Bloomberg

Beijing

China’s central bank is considering changing the way it calculates banks’ loan-to-deposit ratios, a government official briefed on the matter said, signalling efforts to boost credit as the economy falters.

Savings that banks hold for non-deposit-taking financial institutions may be classified as deposits, the person said, declining to be identified as he’s not authorised to speak publicly about the matter. Money that banks lent to such institutions would be classified as loans, according to the official. The changes may take effect on January 1.

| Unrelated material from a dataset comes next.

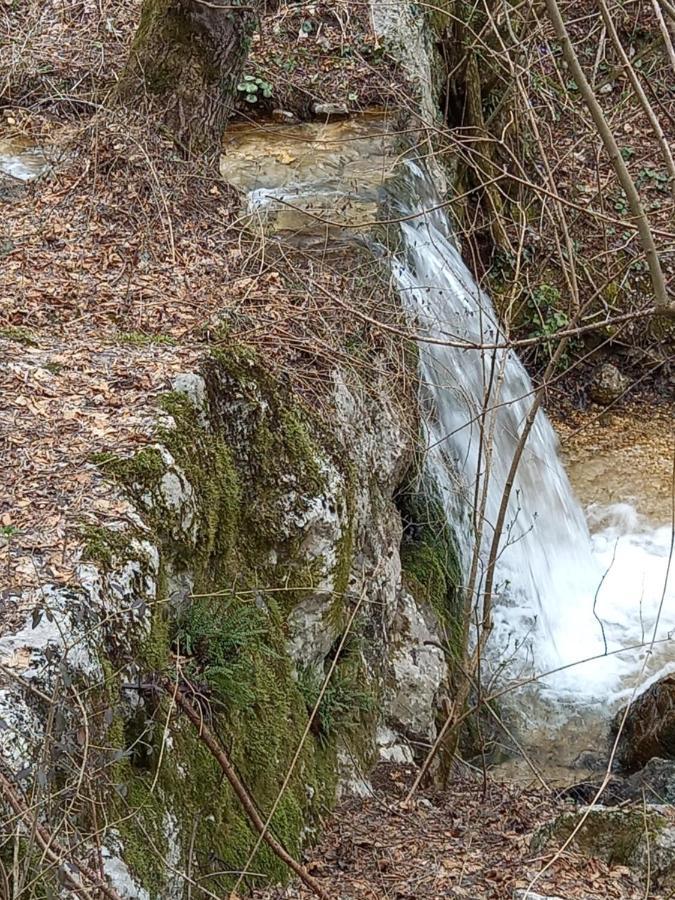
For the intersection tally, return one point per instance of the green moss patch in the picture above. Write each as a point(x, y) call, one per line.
point(259, 459)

Chinese banks are allowed to lend a maximum of 75% of deposits. China International Capital Corp says that loan-ratio rule changes could see an extra 7tn yuan ($1.1tn) of money classified as deposits, 14 times more than the likely boost to loans. That would increase lenders’ ability to extend credit.

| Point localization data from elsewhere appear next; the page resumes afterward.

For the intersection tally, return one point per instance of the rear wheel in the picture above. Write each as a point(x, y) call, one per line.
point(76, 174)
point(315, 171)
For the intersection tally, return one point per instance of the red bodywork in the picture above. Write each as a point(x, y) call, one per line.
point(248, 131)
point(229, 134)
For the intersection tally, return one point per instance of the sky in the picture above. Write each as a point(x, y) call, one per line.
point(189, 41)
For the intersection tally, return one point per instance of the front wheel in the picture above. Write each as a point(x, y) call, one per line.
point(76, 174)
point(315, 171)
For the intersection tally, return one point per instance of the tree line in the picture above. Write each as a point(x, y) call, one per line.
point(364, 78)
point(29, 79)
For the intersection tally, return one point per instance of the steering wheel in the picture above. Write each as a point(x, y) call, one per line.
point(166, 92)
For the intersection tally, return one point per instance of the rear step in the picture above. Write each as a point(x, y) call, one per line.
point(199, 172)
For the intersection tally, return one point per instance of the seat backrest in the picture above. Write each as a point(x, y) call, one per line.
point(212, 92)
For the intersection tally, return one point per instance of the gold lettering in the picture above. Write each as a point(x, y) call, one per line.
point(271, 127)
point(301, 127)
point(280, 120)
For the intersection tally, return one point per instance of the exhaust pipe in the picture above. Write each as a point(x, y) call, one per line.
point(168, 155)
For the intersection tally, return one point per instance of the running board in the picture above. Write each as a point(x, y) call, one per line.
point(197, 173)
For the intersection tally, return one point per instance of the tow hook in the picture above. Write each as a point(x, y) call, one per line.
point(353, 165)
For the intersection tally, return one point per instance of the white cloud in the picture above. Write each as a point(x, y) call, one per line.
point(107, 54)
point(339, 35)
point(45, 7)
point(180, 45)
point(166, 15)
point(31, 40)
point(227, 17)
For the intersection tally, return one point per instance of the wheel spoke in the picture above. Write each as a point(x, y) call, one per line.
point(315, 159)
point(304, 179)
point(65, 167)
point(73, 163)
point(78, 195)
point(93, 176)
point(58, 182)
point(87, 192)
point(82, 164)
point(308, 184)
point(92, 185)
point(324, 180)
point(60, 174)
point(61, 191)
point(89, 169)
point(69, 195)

Such moves “could help to improve credit allocation across banks and regions,” Chang Jian, chief China economist at Barclays in Hong Kong, said in a note yesterday. At the same time, “we do not think this will change the fundamental picture facing the Chinese economy,” she said.

Calls and faxes to the PBoC seeking comment weren’t immediately answered.

Premier Li Keqiang said on Wednesday at a meeting of the State Council that the government will make the loan-to-deposit ratio more flexible and improve loan management. Policy makers are seeking to cut funding costs and feed credit into the economy as manufacturing growth weakens and economists predict the nation’s slowest expansion since 1990.

In June, the China Banking Regulatory Commission loosened loan-to-deposit calculations through changes that related to negotiable certificates of deposit and some credit extended to small enterprises and the rural sector.

The central bank may include 500bn yuan of interbank loans to non-deposit taking financial institutions in the revised calculations, CICC’s Beijing-based analyst Huang Jie wrote in a note yesterday. Banks’ loan-to-deposit ratio may drop to about 60% to 61% from 64.2% at the end of September, Huang estimated.

A change in the calculations to include interbank deposits could have the side-effect of cuts in banks’ reserve requirements, Huang said. Extra deposits mean banks have to set aside extra reserves. The central bank may need to cut reserve ratios two or three times to offset the impact and maintain liquidity, Huang said.